60His actions in the days following the collision where he actively avoided the police investigation and advised others to do the same, with the assistance of his father, leads me to conclude that it was most likely an avoidance of accountability that fuelled the fail to remain and not any lack of knowledge or misconception of what transpired.
61Given my findings on this issue, the defence of mistake of fact has not be made out on a balance of probabilities on an objective, or quite frankly even on a subjective standard, therefore the offence has been made out beyond a reasonable doubt.
In Obiter
62First, I feel that it is necessary to take a moment and reflect on the tragedy of this case. People make mistakes everyday. Some mistakes have minor consequences, others have fatal consequences. Here, in addition to Jason Cole suffering significant injuries, two young people, David Bagi and Paula Peruelo, lost their lives in a tragic way as a result of poor choices made by McNeil and Bagi in the moment. Nothing I say will bring them back. I hope that starting from today that everyone affected by this tragedy will find some peace and healing so that they can move forward with their lives and fully appreciate the frailty and evanescence of our time in the Sun.
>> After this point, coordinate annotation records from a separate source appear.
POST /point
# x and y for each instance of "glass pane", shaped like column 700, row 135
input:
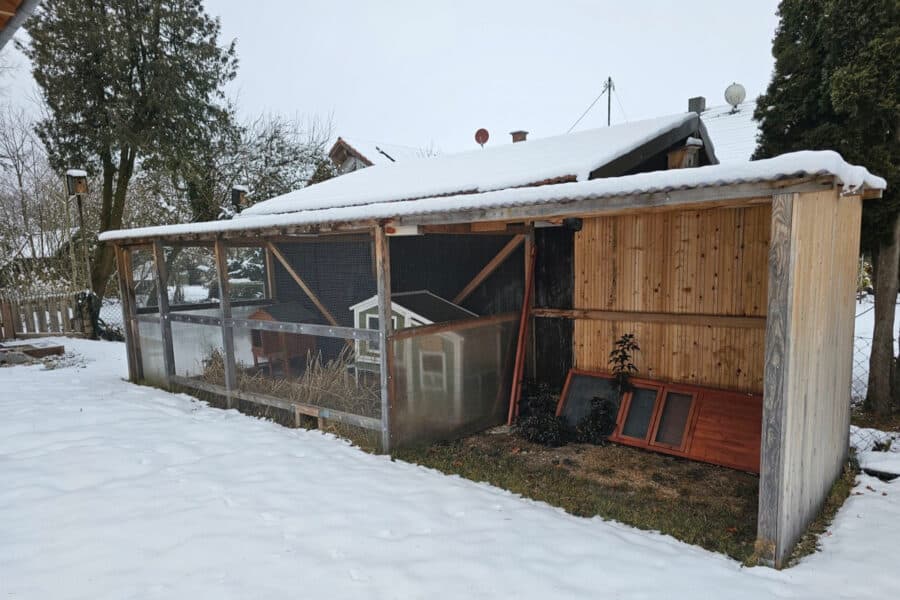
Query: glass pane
column 192, row 275
column 674, row 419
column 640, row 411
column 452, row 383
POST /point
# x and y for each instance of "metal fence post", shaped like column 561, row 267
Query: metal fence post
column 385, row 326
column 227, row 325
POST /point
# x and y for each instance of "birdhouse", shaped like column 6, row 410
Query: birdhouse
column 76, row 182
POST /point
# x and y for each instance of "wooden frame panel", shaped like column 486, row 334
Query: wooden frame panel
column 701, row 396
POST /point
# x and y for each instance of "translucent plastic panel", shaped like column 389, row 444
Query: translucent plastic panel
column 151, row 353
column 191, row 275
column 452, row 383
column 246, row 273
column 640, row 411
column 198, row 351
column 674, row 419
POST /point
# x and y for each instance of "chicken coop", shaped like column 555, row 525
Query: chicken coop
column 738, row 281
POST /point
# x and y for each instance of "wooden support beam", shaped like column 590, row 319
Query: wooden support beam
column 161, row 274
column 271, row 288
column 306, row 289
column 593, row 314
column 127, row 299
column 516, row 387
column 778, row 324
column 225, row 315
column 489, row 268
column 386, row 331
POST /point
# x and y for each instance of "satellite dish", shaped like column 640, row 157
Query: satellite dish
column 734, row 95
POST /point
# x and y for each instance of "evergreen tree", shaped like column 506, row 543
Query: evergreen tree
column 127, row 83
column 836, row 86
63Secondly, the behavior of Kole McNeil, and his father, post collision has caused me great concern. McNeil’s father took proactive steps to advise the passengers in the Jeep that they were not to go to the police and that he would take care of it. These requests to remain silent went against the passenger’s better judgement and the advice of their parents. I find that this interference in the initial weeks of the investigation was prejudicial and self-serving and may amount to obstructing justice under s.139(2) of the Criminal Code. Based on the evidence of conversations between the parties at trial it was likely that they may have been successful in their efforts to subvert the investigation if video of the Jeep had not surfaced and if the passengers had not broken rank and called the police. I trust that the authorities have reviewed the case in light of this evidence and have used their discretion appropriately.
64This leads into my final thought in obiter, which ties into my previous comment. The facts of this case, in light of the evidence at trial, and the case of R. v. Kippax, make me wonder whether other charges would have been appropriate in the circumstances, including Careless Causing Death, or of Dangerous Operation of a motor vehicle under the Criminal Code. I appreciate that it is not my role to review the discretion of investigators but I trust that the decision to only pursue the regulatory charges before the Court today was the result of diligence and balance on the part of the police service and not the result of any advocacy or interference from others with an interest in the case. I trust that this was not the case.